ML: It’s fully all year-round. There’s more of it during pride month, but it’s very pervasive. You can date someone’s politics by which version of the flag they’re choosing to use. Because I’m trying to look at generational change as part of my subject, the rainbow has become important to look at. I used to feel that rainbow-colored things were not for me. But it really is the most beautiful color. The way that you can photograph rainbow things, especially when they’re together, has become really interesting to me. The craziest thing is when I was photographing in Florida, the Gilbert Baker Foundation, who is the designer of the first rainbow flag, had unearthed this giant fragment of the first rainbow flag that he ever made, which was in San Francisco in a communal arts center. There’s two more colors than the contemporary rainbow flag, and it’s very hand-dyed, almost tie-dyed. They dropped two colors because it was too expensive to make it in eight colors, and now it must be six. Sometimes now I notice that people still use this version with the additional two. I love the rainbow.
au: I think as queer people a lot of us are taught to not like that sort of thing. Contemporary to us, it is starting to signal corporate-branded pride, as opposed to just pride from people. It’s become very commercial.
I’m curious about something else: I was reading up on a few interviews you’d done previously, and you mentioned that you went through a phase when you photographed a bunch of sunsets. And they were all bad photos, you woke up one day and you realized that. I’m curious about that because you’ve titled this work Last Sunset, which has a very romantic yet daunting feeling to it I think. It signifies the end of a very beautiful cycle. I’m curious: why Last Sunset?
ML: For a project I don’t think I’ll be done with for many years, it seems strange to already know the title. But I have a very strong feeling that that’s what it’s called. It came from a drawing that I bought in this auction when the painter Paul Cadmus died. His personal collection was auctioned off for charity at very low prices. It should’ve gone to a library collection and stayed together, but it was parceled off. I got a couple of talismans, and one of them is a sketch by Cadmus of this scene of an ocean in a sunset and a giant coffin with an orgy going on inside of it, and it’s floating off toward the horizon. In the margins, there’s a note that says “the boat, the lid, last sunset,” in Cadmus’s writing. I became obsessed with that.
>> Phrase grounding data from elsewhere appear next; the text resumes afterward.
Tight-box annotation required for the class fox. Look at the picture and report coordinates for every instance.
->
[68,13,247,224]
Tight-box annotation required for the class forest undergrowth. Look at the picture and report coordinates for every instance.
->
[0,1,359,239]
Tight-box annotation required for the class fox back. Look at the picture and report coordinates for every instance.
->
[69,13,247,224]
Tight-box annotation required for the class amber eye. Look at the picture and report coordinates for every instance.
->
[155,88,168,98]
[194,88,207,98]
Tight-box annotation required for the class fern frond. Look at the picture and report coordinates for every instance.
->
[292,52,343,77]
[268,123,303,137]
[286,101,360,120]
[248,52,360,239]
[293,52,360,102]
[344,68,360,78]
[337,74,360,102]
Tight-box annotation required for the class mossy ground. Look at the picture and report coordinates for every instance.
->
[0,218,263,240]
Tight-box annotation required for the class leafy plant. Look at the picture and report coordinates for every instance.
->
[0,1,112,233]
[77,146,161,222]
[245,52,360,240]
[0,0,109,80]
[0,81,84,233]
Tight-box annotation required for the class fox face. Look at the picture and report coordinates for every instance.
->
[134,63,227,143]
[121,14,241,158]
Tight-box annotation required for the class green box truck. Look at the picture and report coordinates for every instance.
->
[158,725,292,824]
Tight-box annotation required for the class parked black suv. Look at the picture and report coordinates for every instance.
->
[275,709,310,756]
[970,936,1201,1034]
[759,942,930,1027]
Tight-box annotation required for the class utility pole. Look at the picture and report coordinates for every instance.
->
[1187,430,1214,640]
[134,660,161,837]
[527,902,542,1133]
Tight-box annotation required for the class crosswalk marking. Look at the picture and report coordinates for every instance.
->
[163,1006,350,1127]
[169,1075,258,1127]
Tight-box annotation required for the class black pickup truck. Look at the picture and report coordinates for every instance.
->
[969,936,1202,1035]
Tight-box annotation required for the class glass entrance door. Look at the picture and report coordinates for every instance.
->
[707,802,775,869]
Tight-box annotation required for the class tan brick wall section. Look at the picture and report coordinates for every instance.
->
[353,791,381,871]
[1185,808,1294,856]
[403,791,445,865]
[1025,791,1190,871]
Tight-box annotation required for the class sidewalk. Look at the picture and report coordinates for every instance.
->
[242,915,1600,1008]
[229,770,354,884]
Part of what I have been feeling lately is that beyond color and light and formal considerations, the facts and the context around them are also a part of the art I want to make. Maybe it’s related to my background in photojournalism. So I am collecting oral histories from many of the people that I’m photographing. I have also been photographing a lot in the Stonewall National Museum & Archives, which is the largest private collection of LGBT materials in the US that’s not part of an institution. And it is amazing. If you’re lucky, if you’re a gay man in South Florida who has died, your family might bring your things to this archive. And so they preserve a lot of things that only exist there. This one is kind of my favorite, which is this box that had the photo archive of a person named Timothy Bass. It is his whole life in this box. You’re really able to tell a lot about someone through these kind of materials and I feel so grateful they have survived—of all the photos and papers they left behind. But you can’t know that person so there is always a sort of absence. Still, it makes you feel closer, which is not only comforting but ecstatic. Especially someone like this who died in the early 90s with seemingly no family connections, he kind of only exists in this box in the back room of a library. To figure out a way to represent that archive or that person and give him some small life outside that box on the shelf in the archive is really exciting to me. People talk a lot about photography’s relationship to death, but in certain circumstances the camera can also reanimate.